Step 6: Embrace Agent Feedback
Your AI agent can be your best ally in maintaining the AGENTS.md. If an agent consistently fails to execute a documented step, or reports unexpected outcomes, treat this as a critical bug report. Investigate why the agent is deviating from the documentation. Is the documentation wrong, or is the agent misinterpreting it? Use these failures as signals to tighten your documentation and improve your agent's reasoning. This creates a feedback loop where the agent helps to keep its own knowledge base accurate.
A Worked Example: Building a CI Step
Let's walk through an example. Suppose you want to add a new CI step that lint's your Python code using Flake8.
Initial Code Change (in a PR):
# Add a new script or modify an existing one
# e.g., in .github/workflows/ci.yml
- name: Lint Python code
run: flake8 .
AGENTS.md Update (in the SAME PR):
Now, you must update your AGENTS.md to reflect this change. Instead of just stating 'Lint the code,' be specific:
## Python Code Linting
To ensure code quality, the Python codebase is linted using Flake8. This step runs automatically as part of the CI pipeline.
Command:
flake8 .
Expected Output:
No output if all files adhere to the style guide. Any violations will be listed with file path, line number, and error code.
Prerequisites:
Flake8 must be installed. It is listed as a development dependency in pyproject.toml and installed via pip install -e .[dev].
Verification:
1. Run flake8 . locally to confirm it works and to see typical output. Ensure Flake8 is installed in your dev environment.

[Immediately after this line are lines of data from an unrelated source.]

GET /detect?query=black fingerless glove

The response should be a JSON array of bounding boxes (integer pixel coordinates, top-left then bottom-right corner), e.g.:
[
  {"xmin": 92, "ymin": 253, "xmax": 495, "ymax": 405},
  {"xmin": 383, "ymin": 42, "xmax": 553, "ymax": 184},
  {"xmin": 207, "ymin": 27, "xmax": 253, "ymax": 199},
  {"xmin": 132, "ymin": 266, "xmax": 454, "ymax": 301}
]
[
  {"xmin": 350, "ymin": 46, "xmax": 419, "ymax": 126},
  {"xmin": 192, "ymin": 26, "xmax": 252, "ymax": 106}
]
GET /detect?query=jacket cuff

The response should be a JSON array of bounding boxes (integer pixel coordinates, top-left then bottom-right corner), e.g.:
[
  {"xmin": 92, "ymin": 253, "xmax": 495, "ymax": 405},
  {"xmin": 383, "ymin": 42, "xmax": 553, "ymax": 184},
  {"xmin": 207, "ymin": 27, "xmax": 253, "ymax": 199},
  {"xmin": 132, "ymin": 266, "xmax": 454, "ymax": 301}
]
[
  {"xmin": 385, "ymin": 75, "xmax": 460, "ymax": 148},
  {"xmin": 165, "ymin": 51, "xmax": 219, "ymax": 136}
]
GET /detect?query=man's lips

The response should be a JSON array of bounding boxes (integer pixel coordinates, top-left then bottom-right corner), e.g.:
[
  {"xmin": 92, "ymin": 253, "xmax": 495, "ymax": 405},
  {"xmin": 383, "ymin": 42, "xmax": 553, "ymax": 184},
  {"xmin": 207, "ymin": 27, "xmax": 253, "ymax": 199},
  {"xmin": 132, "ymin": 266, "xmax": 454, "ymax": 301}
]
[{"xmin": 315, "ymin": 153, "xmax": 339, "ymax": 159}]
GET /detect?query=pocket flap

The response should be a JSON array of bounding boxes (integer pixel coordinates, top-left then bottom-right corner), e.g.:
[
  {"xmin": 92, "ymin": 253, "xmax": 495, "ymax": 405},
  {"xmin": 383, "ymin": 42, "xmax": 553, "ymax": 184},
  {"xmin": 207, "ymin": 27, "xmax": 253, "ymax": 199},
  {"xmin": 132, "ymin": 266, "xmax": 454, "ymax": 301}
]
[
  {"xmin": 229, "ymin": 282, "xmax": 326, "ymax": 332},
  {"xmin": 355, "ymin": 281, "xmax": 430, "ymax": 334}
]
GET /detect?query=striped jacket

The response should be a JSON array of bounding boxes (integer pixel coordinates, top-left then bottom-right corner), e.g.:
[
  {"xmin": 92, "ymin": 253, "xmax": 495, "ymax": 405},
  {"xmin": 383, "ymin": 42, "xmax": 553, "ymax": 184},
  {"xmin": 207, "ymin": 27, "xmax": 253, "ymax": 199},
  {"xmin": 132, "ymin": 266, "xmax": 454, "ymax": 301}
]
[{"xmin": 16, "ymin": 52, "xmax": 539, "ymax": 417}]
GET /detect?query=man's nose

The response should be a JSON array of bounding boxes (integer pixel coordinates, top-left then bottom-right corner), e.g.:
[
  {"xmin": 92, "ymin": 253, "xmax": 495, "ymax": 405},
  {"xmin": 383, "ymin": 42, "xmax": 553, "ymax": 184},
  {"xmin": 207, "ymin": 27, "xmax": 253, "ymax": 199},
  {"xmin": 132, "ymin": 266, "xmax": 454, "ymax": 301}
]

2. Ensure the CI workflow correctly installs dependencies (including Flake8) before running the lint command.
3. Submit the PR. The CI pipeline should execute the lint step. If it fails, the PR will fail, and the failure message will guide you to the problem (either in the code or the documentation).
By following this process, you ensure that the AGENTS.md accurately describes a functional, integrated part of your project. The agent will see a clear, executable instruction tied directly to the code's execution path. This is how you stop the rot and build an agent that truly trusts its knowledge base.